Lufthansa is also suffering from this unwelcome side-effect of the low interest rate environment. Earlier this month, the airline said the deficit in its defined benefit pension scheme had risen by more than 40 per cent since December, and is now more than €10bn. Lufthansa wants to scrap DB pension arrangements for employees but has yet to negotiate a less onerous scheme with unions. Its pilots have gone on strike repeatedly to protect early retirement benefits.
Similarly, the deficit in Siemens’ pension plan rose to €11bn at the end of March, from €9.6bn at the end of December. At BASF, the chemicals manufacturer, pension provisions more than doubled to €9.6bn in the first quarter, compared with a year earlier. Standard & Poor’s, the credit rating agency, estimates that a 50-basis point change in discount rates adds a whacking €1.85bn to BASF’s liabilities.

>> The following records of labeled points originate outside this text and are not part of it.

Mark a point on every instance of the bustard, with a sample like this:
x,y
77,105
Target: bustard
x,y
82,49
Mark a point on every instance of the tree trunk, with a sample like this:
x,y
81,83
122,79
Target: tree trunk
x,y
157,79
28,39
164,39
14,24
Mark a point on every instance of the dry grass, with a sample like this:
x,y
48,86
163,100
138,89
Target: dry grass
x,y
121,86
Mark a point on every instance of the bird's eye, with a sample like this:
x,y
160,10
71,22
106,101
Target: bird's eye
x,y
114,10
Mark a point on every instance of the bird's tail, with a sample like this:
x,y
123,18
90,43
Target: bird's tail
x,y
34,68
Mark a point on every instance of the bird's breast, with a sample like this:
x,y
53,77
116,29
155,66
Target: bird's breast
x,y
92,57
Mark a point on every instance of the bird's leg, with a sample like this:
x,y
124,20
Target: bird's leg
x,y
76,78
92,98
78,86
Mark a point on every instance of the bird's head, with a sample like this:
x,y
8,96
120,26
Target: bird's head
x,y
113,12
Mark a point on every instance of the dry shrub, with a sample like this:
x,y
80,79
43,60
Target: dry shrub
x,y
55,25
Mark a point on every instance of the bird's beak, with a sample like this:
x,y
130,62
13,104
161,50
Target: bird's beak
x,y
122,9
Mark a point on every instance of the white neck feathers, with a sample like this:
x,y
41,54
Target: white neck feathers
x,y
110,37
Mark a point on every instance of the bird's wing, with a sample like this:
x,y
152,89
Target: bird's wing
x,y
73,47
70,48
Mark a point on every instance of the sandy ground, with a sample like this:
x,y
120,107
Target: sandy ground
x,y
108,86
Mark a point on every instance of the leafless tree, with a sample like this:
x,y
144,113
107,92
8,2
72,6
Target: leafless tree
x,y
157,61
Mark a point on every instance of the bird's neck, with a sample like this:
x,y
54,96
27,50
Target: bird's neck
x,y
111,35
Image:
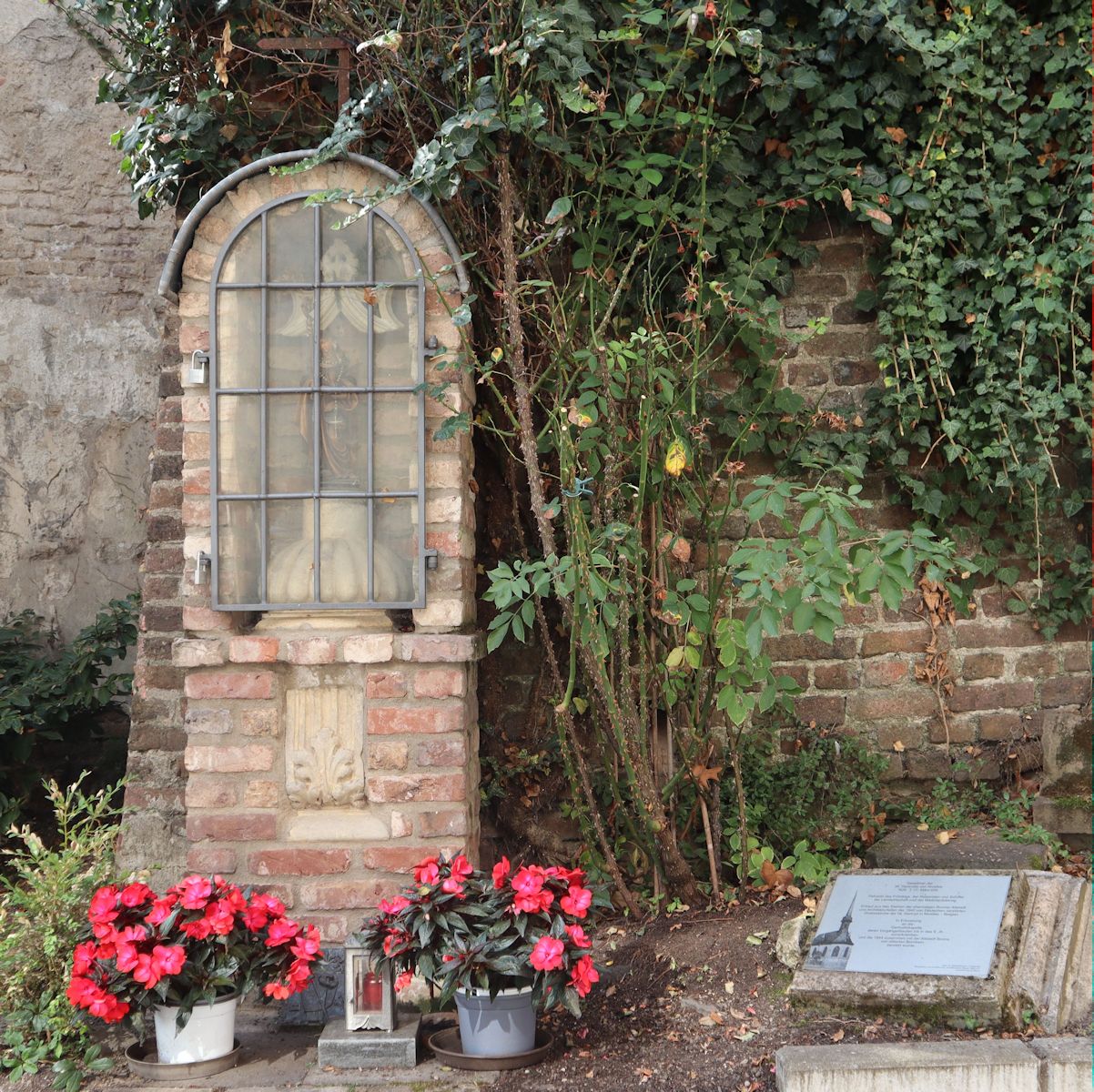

It is not just pension fund trustees in Germany that are feeling the pain. Standard & Poor’s estimates that, in 2014, the sharp fall in long-term bond yields increased the post-retirement benefit obligations of the top 50 companies it rates in Europe by 11 to 18 per cent. It is predicting a further widening of scheme deficits this year. Even at the end of 2013, pension schemes at these 50 companies were underfunded by 30 per cent, or nearly €200bn.
Pension deficits are not debt in the conventional sense, and many companies face no statutory requirement to set aside financing for them. Nor have S&P or Moody’s downgraded any company’s credit rating because of a widening of its deficit. S&P believes, however, that if interest rates remain low, pension deficits will become a more material negative factor over the next two years. More companies, in that case, may have to follow Daimler’s lead.